Member of Parliament for Amansie West Constituency
- In office 7 January 2005 – 6 January 2009
- President: John Kufuor

Personal details
- Born: 2 February 1942 (age 84)
- Party: New Patriotic Party
- Alma mater: Ghana School of Law, University of Leeds

= Kofi Krah Mensah =

Ghanaian politician

Kofi Krah Mensah is a Ghanaian politician and also a businessman. He served as a member of parliament for the Amansie West constituencies in the Ashanti Region.

== Personal life ==
Mensah was born on February 2, 1942. He holds a Master in Law degree at Ghana School of Law. He is also a product of the University of Leeds where he obtained a Master of Arts degree in Economic Development in UK.
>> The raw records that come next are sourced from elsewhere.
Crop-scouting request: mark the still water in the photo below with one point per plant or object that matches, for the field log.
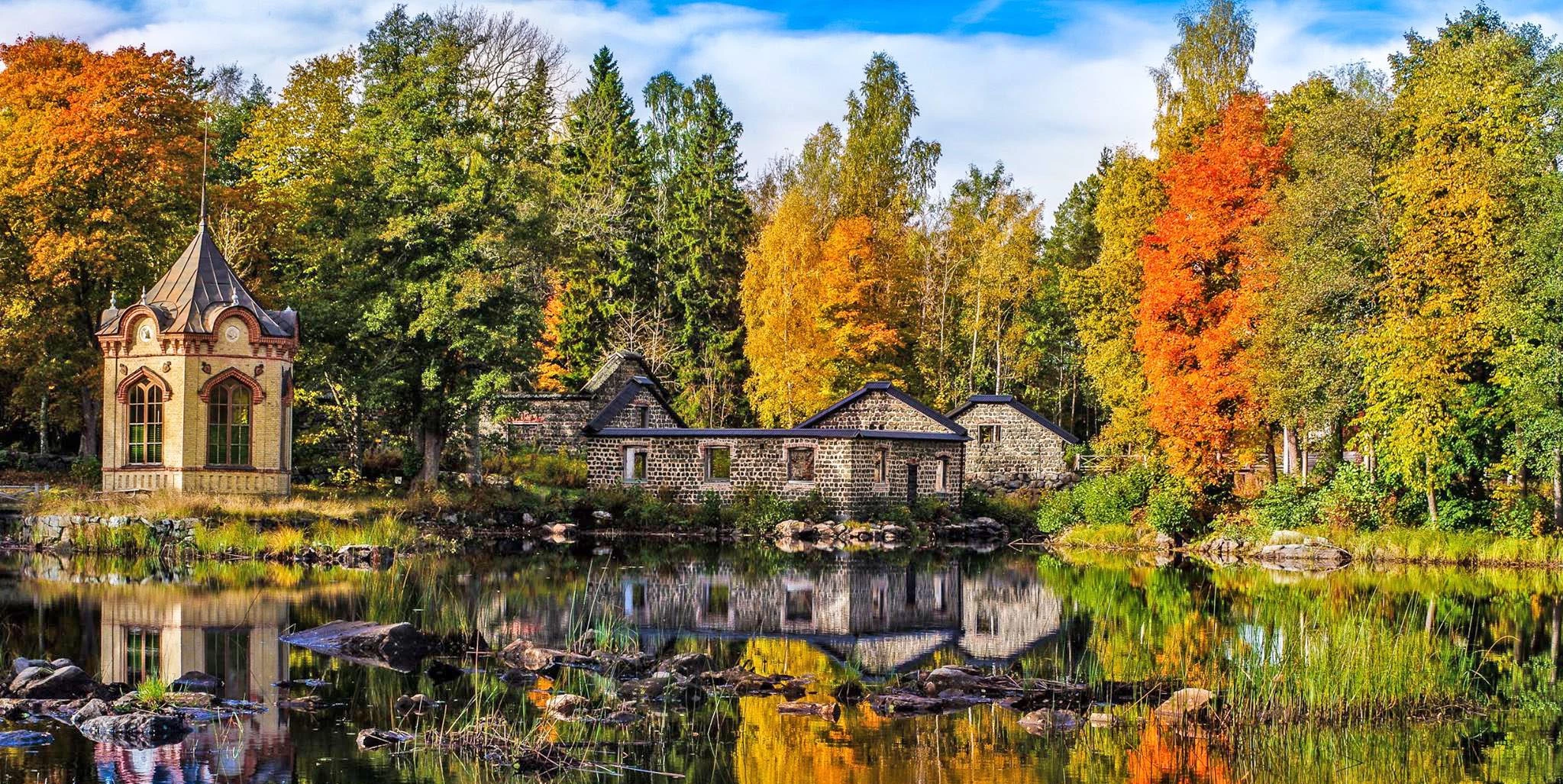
(835, 618)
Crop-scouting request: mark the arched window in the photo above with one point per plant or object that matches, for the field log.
(146, 424)
(228, 425)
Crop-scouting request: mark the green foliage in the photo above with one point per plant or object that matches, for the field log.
(1057, 511)
(1287, 505)
(1173, 509)
(1351, 500)
(1113, 497)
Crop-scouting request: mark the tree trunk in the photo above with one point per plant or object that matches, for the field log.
(1524, 467)
(1270, 450)
(91, 424)
(1288, 444)
(1557, 489)
(474, 452)
(431, 442)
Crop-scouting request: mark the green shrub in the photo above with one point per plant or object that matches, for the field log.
(1460, 515)
(1287, 505)
(1113, 498)
(1057, 511)
(1351, 500)
(86, 472)
(1173, 509)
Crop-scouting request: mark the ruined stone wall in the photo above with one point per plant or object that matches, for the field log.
(879, 410)
(1025, 455)
(549, 424)
(657, 416)
(844, 469)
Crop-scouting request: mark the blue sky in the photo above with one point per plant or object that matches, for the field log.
(1038, 85)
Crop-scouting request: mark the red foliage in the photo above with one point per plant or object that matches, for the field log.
(1204, 276)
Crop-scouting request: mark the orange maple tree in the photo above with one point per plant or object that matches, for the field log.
(1204, 277)
(98, 176)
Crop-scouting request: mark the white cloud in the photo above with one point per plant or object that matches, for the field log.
(1041, 105)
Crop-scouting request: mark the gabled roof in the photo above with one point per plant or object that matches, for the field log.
(890, 389)
(624, 397)
(1022, 408)
(195, 289)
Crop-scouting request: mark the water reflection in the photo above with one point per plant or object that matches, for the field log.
(828, 618)
(882, 619)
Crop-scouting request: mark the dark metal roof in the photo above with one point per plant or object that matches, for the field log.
(891, 391)
(195, 289)
(782, 433)
(624, 397)
(1022, 408)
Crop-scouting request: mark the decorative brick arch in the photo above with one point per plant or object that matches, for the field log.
(257, 394)
(143, 373)
(246, 316)
(131, 318)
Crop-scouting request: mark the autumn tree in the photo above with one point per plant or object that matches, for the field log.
(1467, 128)
(702, 228)
(1104, 298)
(98, 177)
(1204, 277)
(1204, 71)
(609, 274)
(1329, 234)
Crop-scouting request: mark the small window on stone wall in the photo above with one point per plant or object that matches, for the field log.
(635, 464)
(718, 464)
(801, 464)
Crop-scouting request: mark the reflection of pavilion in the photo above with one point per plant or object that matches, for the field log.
(231, 636)
(885, 619)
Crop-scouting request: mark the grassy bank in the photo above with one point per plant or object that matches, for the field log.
(1143, 508)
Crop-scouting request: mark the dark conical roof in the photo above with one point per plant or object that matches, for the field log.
(197, 288)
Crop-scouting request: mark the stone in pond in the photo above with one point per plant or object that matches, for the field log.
(443, 672)
(1185, 705)
(66, 683)
(25, 737)
(197, 681)
(137, 730)
(1048, 722)
(382, 737)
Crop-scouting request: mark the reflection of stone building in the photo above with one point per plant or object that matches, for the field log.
(883, 619)
(231, 636)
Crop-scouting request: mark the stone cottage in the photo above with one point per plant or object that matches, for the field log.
(560, 419)
(874, 446)
(197, 383)
(1012, 447)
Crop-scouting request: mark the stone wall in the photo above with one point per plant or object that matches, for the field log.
(844, 467)
(879, 410)
(185, 364)
(1025, 455)
(657, 415)
(549, 424)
Mensah is listed on the Ghana Parliamentary Register as a businessman and a Christian.

== Politics ==
Mensah was a member of the 4th Parliament of the 4th Republic of Ghana. He won the seat for the Amansie West constituency in 2004 Ghanaian parliamentary election. His constituency was a part of the 36 parliamentary seats out of 39 seats won by the New Patriotic Party in that election for the Ashanti Region. Mensah was elected with 84.2% of total valid votes cast.

Prior to the 2008 election, Mesah lost the primary for the New Patriotic Party to Grace Addo.